WASHINGTON — If President Donald Trump and his Republican allies are right, the $1.5 trillion tax cut plan they sped into law last month will make individuals and businesses more prosperous. Paychecks will grow. Stocks will surge further. Consumers will spend more. The economy will accelerate.
Critics counter that the tax plan will mainly enrich the already wealthy and swell corporate profits while leaving most ordinary households with comparatively modest tax cuts — and, eventually, tax hikes.
So how best to judge who’s right?
As soon as summer, it may become clear whether the tax cuts have unleashed stronger consumer spending. But it could take years to know whether many people are enjoying the generous pay raises.
Here are five ways to assess whether the tax plan is delivering on its promises:
Are you spending more?
The tax cuts were sold as a way to turbo-charge spending on cars, appliances, home projects and splurges out at restaurants.
By February, workers should begin receiving more take-home pay because the tax cut means that a lesser portion of their income will be withheld for taxes. With more money in their pockets, consumers typically spend more. If that pattern holds true again, spending at retailers could begin rising within months.
Yet there’s also the risk that the tax cuts — spread out over 26 paychecks this year — might feel too paltry for some Americans to notice or care enough to step up their spending. Others might be inclined to use their tax savings to pay health care or child care costs, in which case the boost to retail spending — the economy’s primary fuel — might not budge much.
More stock gains?
Trump, a billionaire businessman, treats the stock market as an emblem of his success. He boasts frequently about record-high stock indexes as proof that his economic agenda has already cheered investors, emboldened businesses and enriched most Americans.
The Standard & Poor’s 500 stock index has climbed more than 22 percent since Trump’s 2016 election. Many stock analysts have suggested that the stock market has likely priced in much of the higher profits that might result from slashing the corporate tax rate from 35 percent to 21 percent. But Gary Cohn, Trump’s top economic adviser, has asserted that the stock market had yet to fully account for how much the tax cuts would boost profit margins.
Even if stock markets keep rising, it would intensify what critics say the tax cuts would do overall: Reward the rich and neglect pretty much everyone else, thereby further widening the nation’s wealth gap. Less than half of U.S. households own any stocks, even in retirement accounts.
A more robust economy?
Trump administration officials have asserted that the tax cuts would propel the economy ahead at a sustained 3 percent annual rate year after year, up from a recent annual pace of roughly 2 percent.
Their idea is that companies would invest in new equipment, which would increase worker productivity and wages. Those workers would then spend their windfalls and help accelerate the economy. Trump has gone so far as to forecast annual growth of as much as 6 percent a year — a boast that draws widespread skepticism among mainstream economics.
Cranking out more goods?
Trump has said that lower corporate tax rates will draw factories back to the United States from overseas. Last month, the president cited an example: The owner of the New England Patriots would be investing in a paper mill.

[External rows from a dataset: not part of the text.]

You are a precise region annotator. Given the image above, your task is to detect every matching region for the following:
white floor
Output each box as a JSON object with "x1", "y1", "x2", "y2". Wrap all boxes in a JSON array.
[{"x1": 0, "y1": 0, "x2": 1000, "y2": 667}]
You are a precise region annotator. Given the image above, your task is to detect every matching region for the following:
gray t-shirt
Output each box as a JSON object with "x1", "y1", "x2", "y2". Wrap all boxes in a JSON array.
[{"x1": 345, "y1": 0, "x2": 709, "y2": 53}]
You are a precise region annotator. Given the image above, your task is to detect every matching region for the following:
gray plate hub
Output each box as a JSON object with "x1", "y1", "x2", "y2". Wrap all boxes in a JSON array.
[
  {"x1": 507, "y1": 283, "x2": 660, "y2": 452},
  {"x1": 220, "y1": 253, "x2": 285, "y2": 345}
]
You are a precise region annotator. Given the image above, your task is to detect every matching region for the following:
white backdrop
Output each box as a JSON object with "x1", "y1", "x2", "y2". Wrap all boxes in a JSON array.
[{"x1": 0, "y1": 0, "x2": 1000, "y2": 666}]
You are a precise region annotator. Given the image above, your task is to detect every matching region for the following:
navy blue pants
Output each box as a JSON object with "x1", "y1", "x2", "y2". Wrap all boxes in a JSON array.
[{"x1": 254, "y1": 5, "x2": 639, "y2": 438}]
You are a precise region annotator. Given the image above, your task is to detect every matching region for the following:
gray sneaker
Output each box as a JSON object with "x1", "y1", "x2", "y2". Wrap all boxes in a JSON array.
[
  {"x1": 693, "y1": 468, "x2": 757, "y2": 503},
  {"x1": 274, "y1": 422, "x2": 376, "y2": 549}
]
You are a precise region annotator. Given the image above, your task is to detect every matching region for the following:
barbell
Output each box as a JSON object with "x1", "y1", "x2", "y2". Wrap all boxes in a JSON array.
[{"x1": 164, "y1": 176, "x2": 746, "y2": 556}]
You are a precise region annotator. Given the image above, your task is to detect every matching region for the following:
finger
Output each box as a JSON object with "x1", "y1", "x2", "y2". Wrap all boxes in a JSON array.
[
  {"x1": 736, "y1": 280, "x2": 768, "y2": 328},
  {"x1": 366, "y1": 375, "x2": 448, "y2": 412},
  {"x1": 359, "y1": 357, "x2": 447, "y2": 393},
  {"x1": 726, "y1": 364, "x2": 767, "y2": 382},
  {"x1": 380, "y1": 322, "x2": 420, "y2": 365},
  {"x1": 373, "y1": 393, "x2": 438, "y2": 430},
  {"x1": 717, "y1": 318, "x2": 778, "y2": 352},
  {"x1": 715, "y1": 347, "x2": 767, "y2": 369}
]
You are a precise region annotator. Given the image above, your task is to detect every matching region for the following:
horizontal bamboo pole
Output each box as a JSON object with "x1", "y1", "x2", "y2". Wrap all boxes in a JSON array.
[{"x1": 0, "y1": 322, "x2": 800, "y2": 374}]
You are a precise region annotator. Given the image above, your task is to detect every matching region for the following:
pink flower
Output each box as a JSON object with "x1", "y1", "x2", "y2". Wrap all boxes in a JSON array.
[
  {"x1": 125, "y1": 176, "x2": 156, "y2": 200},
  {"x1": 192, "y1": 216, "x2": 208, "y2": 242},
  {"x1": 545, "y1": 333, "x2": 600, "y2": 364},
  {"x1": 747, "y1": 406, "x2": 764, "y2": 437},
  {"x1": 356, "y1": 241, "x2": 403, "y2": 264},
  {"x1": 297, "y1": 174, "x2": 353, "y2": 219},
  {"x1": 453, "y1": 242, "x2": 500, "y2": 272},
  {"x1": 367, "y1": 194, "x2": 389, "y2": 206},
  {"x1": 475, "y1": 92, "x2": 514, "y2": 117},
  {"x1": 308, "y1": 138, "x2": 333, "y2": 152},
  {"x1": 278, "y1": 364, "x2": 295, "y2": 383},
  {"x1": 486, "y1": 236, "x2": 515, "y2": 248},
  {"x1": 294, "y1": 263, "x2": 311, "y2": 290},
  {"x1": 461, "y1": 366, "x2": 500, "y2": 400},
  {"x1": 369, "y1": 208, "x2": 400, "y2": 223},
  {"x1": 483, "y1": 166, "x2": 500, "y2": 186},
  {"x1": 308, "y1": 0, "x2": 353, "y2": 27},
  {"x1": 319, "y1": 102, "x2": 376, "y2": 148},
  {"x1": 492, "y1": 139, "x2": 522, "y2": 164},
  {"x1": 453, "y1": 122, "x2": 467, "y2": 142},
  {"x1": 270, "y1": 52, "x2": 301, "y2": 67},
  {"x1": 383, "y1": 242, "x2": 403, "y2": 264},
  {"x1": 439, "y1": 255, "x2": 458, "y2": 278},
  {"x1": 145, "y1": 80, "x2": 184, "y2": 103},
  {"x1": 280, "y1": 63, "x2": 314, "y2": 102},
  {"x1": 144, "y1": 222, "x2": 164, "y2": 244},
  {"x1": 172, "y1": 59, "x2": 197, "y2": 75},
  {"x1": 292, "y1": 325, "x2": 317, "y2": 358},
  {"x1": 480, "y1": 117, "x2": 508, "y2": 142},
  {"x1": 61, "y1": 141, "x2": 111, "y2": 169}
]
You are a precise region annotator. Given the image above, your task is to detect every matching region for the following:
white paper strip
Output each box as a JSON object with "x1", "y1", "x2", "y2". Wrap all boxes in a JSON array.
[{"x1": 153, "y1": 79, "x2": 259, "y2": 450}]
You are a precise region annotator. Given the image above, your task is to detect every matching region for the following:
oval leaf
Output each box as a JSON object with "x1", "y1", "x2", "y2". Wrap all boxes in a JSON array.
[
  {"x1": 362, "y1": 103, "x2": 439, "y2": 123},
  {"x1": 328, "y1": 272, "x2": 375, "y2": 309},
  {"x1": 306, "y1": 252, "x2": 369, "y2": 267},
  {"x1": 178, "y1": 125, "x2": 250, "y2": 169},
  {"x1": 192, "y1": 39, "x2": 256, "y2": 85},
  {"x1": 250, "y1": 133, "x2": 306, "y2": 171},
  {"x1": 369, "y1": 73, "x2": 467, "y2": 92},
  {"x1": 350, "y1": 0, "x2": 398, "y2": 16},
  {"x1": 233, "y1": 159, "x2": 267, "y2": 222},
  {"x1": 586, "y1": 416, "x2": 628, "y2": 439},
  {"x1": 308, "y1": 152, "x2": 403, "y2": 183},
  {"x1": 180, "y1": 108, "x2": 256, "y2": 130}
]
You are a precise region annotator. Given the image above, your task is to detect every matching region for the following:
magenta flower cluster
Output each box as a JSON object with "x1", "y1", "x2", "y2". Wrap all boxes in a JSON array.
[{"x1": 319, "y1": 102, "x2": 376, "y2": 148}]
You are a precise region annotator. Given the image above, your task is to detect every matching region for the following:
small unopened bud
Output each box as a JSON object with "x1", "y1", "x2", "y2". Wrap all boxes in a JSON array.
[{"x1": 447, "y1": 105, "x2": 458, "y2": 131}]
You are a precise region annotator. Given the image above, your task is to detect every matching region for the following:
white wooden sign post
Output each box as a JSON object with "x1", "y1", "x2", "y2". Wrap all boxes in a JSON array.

“A friend of mine, Bob Kraft, called me last night, and he said this tax bill is incredible,” the president said. “And he said, based on this tax bill, he just wanted to let me know that he’s going to buy a big plant in the great state of North Carolina, and he’s going to build a tremendous paper mill there.”
The government monitors the manufacturing sector’s performance, so any changes will become evident in that data over the next few years.
Is your pay up?
Trump says lower business tax rates will lead to handsome pay raises for workers. An average household would receive an additional $4,000 a year, according to Trump’s top economist, Kevin Hassett. That’s equivalent to a nearly 5 percent pay hike.
Almost no mainstream economist envisions anything close to that much pay growth.
A number of companies, including AT&T, Comcast and Wells Fargo, have recently paid bonuses to employees — as a result, they said, of the lower tax rates.
But most Americans will know if the corporate tax cuts are helping them only if some of the tax savings go into significant pay increases, not just one-time bonuses. The best measure on a month-by-month basis comes from the government’s jobs report: Average hourly earnings.
Some economists say it could take more than a year to meaningfully assess whether the tax cuts have raised worker pay broadly. But Hassett told The Associated Press that the tax cuts could be the very spark needed to ignite higher wages.
“It’s precisely now that we buy insurance for that wage growth with a big tax reform,” he said.